「それに、もう少しばかり気になることもあるんだ……執事の兄ちゃん、アンタ最初に会った時、俺のこと『ジェラルド卿』って呼ばなかったか?」
バルトロメウの問いに、スミスが僅かに首を傾げた。
一番最初の出会い――市議長がアプリコット時計店にやってくるその前に、執事であるスミスは店主の素性を調べているはずだ。それ以前にマラドゥイユ市議からの紹介もあったというが、二種ギルドの小さな個人店を調べ上げるというのは恐らくそう難しいことではないだろう。

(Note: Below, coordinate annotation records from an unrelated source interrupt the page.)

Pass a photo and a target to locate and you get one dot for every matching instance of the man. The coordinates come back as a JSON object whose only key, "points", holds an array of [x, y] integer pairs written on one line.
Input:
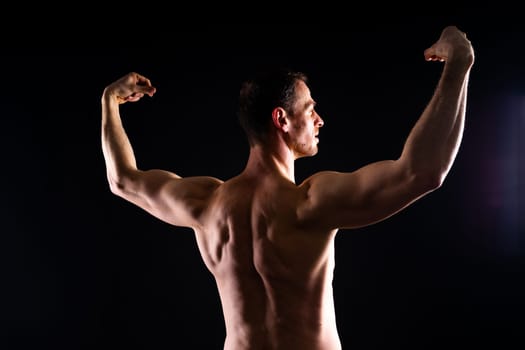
{"points": [[268, 241]]}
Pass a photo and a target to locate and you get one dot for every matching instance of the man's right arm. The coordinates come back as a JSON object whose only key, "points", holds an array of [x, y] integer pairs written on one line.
{"points": [[163, 194]]}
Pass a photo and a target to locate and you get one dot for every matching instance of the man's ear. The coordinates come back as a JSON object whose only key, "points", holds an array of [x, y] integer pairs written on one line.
{"points": [[280, 120]]}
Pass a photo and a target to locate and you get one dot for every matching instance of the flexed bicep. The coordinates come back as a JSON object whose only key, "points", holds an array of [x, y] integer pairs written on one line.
{"points": [[167, 196], [363, 197]]}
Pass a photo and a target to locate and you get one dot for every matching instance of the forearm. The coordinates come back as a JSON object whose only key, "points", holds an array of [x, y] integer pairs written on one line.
{"points": [[434, 141], [117, 150]]}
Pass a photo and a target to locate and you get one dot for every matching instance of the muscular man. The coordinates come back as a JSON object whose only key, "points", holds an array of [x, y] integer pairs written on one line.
{"points": [[268, 241]]}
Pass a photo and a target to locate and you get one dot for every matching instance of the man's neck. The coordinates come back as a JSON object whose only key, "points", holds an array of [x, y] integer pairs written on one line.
{"points": [[267, 161]]}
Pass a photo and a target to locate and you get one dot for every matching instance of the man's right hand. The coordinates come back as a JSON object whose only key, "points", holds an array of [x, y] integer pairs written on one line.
{"points": [[130, 88]]}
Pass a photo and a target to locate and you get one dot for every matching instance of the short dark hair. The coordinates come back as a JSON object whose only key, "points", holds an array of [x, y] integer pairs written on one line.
{"points": [[269, 88]]}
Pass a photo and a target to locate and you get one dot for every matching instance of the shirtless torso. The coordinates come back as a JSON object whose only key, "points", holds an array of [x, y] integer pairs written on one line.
{"points": [[273, 269], [268, 241]]}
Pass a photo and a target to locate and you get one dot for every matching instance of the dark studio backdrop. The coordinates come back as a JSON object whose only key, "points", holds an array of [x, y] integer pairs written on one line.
{"points": [[83, 269]]}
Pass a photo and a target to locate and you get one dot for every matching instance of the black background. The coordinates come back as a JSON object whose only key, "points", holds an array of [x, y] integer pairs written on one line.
{"points": [[83, 269]]}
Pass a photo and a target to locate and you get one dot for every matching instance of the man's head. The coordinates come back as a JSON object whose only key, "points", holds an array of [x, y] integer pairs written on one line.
{"points": [[259, 96], [279, 100]]}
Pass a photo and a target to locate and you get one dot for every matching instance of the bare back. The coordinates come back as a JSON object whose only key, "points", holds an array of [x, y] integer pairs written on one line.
{"points": [[274, 273]]}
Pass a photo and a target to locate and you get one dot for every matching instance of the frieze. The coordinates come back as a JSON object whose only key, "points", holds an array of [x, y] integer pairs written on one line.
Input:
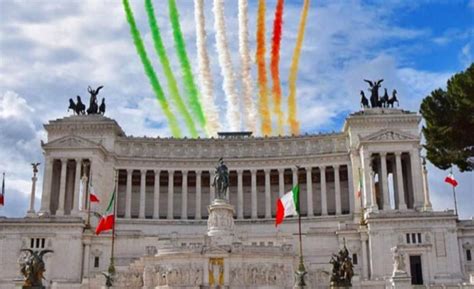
{"points": [[214, 148]]}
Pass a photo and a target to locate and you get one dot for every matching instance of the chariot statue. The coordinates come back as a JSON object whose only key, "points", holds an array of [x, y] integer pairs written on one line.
{"points": [[221, 180]]}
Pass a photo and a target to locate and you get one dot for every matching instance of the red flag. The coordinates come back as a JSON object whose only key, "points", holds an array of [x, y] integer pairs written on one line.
{"points": [[2, 195], [107, 220], [450, 180]]}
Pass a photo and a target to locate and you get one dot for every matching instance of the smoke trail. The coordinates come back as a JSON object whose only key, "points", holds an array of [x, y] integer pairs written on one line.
{"points": [[249, 118], [172, 84], [188, 78], [292, 118], [150, 72], [205, 76], [275, 63], [262, 73], [233, 115]]}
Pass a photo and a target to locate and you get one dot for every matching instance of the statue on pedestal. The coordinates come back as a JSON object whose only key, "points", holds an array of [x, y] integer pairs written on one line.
{"points": [[33, 268], [221, 180], [342, 269]]}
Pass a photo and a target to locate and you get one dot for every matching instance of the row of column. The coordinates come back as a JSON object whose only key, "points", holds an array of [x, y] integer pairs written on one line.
{"points": [[46, 202], [399, 182], [240, 192]]}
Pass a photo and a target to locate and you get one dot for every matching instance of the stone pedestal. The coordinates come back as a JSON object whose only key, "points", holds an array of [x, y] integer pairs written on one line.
{"points": [[220, 225], [400, 280]]}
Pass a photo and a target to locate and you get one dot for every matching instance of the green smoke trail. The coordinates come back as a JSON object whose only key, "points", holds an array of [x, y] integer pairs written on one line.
{"points": [[188, 78], [150, 72], [172, 84]]}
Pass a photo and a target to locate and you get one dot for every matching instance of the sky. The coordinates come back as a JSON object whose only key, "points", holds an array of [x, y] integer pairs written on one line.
{"points": [[51, 51]]}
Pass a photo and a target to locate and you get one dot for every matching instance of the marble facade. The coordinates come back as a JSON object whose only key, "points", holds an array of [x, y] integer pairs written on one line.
{"points": [[164, 191]]}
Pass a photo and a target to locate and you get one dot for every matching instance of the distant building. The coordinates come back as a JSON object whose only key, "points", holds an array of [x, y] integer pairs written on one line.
{"points": [[164, 189]]}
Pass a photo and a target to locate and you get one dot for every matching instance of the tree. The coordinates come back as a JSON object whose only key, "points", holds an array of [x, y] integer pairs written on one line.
{"points": [[449, 118]]}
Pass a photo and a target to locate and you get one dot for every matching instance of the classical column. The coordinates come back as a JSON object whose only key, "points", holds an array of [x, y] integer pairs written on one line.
{"points": [[337, 188], [281, 181], [142, 194], [268, 204], [47, 180], [156, 195], [426, 189], [295, 176], [324, 203], [240, 195], [31, 211], [184, 195], [383, 165], [352, 195], [62, 188], [373, 200], [401, 192], [365, 259], [170, 194], [212, 189], [198, 195], [128, 195], [254, 193], [417, 179], [77, 186], [309, 190]]}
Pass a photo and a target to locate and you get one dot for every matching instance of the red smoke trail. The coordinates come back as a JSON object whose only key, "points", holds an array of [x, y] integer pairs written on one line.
{"points": [[275, 63], [262, 74]]}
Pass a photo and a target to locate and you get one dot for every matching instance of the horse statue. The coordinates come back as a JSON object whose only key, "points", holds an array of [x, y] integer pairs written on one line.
{"points": [[364, 102], [93, 106], [374, 89], [221, 180], [393, 99], [384, 99], [102, 107], [33, 268]]}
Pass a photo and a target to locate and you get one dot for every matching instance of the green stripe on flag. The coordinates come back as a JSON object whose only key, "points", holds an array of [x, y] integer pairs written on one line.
{"points": [[296, 197]]}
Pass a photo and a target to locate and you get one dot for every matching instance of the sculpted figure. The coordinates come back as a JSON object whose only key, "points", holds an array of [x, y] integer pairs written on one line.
{"points": [[221, 180], [364, 102], [374, 89], [33, 268]]}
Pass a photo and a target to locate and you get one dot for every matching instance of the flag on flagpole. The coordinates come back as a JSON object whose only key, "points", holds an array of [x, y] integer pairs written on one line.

「大変失礼な事であるとは存じておりましたが、主が1人で訪問すると言って聞かなかったもので……先んじてお二人の素性を調べさせていただきました。バルトロメウ様がシュトレーゼ帝国のご出身であるというのはその時に」
「ほう? 俺の家柄のことも知ってんのかい。一族郎党みーんな死んじまって、残った俺は15年間ムショ暮らしだ。そこまで調べ上げたんだっつーんなら、さすがお偉いさんとこの執事だ」
笑みを崩さずに、バルトロメウは一歩足を進めてアムニシェルの前に立った。腰からぶら下げた道具入れを右手でひと撫ですると、そのままその手でつるりと顎を撫でた。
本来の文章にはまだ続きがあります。